If tradition reigns, Andrew Hoy will be carrying the Australian flag, leading the Olympic team out during the London Games opening ceremony.
The decision will ultimately come down to Australia's new chef de mission Nick Green.
Should he stick with the convention of honouring the most-capped Olympian, 53-year-old equestrian athlete Hoy, who'll be the first Australian to compete at seven Games, will carry the flag.
While Hoy has already had the honour at his fourth Olympics in Atlanta in 1996, this would by no means rule him out with rower Mervyn Wood chosen twice in 1952 and '56.
Cyclist Stuart O'Grady is the bookies' favourite and, along with shooters Michael Diamond and Russell Mark, will be lining up in his sixth Olympics.
Beach volleyballer Natalie Cook, who becomes the first Australian woman to compete in five summer Games, also can't be ignored nor can Leisel Jones - the first Australian female swimmer to compete at four Olympics.
But Australian Olympic Committee president John Coates feels it might be time for Green to buck the trend - one Coates himself adhered to as chef de mission by naming veteran Olympians James Tomkins (rower) in Beijing, Colin Beashel (sailor) in Athens and Andrew Gaze (basketballer) in Sydney.

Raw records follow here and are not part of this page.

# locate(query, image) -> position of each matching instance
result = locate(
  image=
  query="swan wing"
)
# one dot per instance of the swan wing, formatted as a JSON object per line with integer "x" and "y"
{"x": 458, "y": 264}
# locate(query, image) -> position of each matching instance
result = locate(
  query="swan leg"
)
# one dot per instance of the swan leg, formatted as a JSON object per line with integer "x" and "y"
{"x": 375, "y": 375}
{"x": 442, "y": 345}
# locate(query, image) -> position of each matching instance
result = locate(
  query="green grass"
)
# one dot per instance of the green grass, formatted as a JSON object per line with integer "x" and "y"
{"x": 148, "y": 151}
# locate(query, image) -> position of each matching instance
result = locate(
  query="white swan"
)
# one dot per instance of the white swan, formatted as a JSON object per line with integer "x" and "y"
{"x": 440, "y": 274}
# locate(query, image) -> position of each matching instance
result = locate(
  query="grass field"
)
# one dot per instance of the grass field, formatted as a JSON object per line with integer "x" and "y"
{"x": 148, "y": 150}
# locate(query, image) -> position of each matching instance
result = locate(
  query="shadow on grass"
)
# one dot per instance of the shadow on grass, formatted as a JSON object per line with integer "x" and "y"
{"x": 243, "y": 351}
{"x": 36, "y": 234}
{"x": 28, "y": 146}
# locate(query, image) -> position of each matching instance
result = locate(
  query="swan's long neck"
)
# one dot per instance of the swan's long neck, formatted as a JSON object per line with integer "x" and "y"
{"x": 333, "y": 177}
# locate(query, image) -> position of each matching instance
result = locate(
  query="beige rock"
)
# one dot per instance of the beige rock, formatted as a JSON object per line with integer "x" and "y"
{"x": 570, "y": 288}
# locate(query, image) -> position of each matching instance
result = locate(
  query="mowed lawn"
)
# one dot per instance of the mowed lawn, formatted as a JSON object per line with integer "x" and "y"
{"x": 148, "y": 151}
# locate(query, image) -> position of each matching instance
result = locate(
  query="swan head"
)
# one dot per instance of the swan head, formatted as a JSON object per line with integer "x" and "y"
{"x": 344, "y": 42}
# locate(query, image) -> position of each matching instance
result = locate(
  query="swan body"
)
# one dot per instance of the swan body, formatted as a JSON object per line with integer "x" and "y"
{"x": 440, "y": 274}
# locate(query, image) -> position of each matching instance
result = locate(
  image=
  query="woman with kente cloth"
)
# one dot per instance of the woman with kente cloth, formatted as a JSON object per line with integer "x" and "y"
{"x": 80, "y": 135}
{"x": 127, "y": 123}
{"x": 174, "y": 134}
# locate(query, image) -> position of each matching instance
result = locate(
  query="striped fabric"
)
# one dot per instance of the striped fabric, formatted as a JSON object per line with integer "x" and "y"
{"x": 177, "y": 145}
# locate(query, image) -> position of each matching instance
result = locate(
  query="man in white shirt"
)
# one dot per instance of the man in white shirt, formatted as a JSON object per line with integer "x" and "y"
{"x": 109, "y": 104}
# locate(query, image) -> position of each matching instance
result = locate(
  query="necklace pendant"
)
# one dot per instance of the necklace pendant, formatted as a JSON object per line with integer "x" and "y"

Coates now says he'd back a big name athlete to carry the flag, following the example set by countries like Spain or Russia who have selected tennis superstars Rafael Nadal and Maria Sharapova to carry their flag.
Coates named Tour de France champion Cadel Evens as the perfect choice, but only if he wins back-to-back races it seems.
"The team could get great inspiration from someone who has been internationally recognised," Coates said last month.
"I'd be very relaxed about breaking from tradition if Cadel Evans won his second Tour de France."
One of the main perks of a flag-bearer is the rare worldwide exposure is affords the sport the athlete competes in - something the many minor sports at the Games would kill for.
But while Equestrian Australia chief executive Grant Baldock acknowledges Hoy would no doubt shine the spotlight on the sport as flag-bearer, he says the exposure a medal-winning performance creates is far more valuable.
"Success at the Games is what really has a positive effect on the sport if medals are won," Baldock told AAP on Tuesday.
"So if Andrew and the eventing team were to win a medal at the Games, that would provide us with an even greater opportunity for exposure."
The flag-bearer will be announced at the team reception in London on July 26.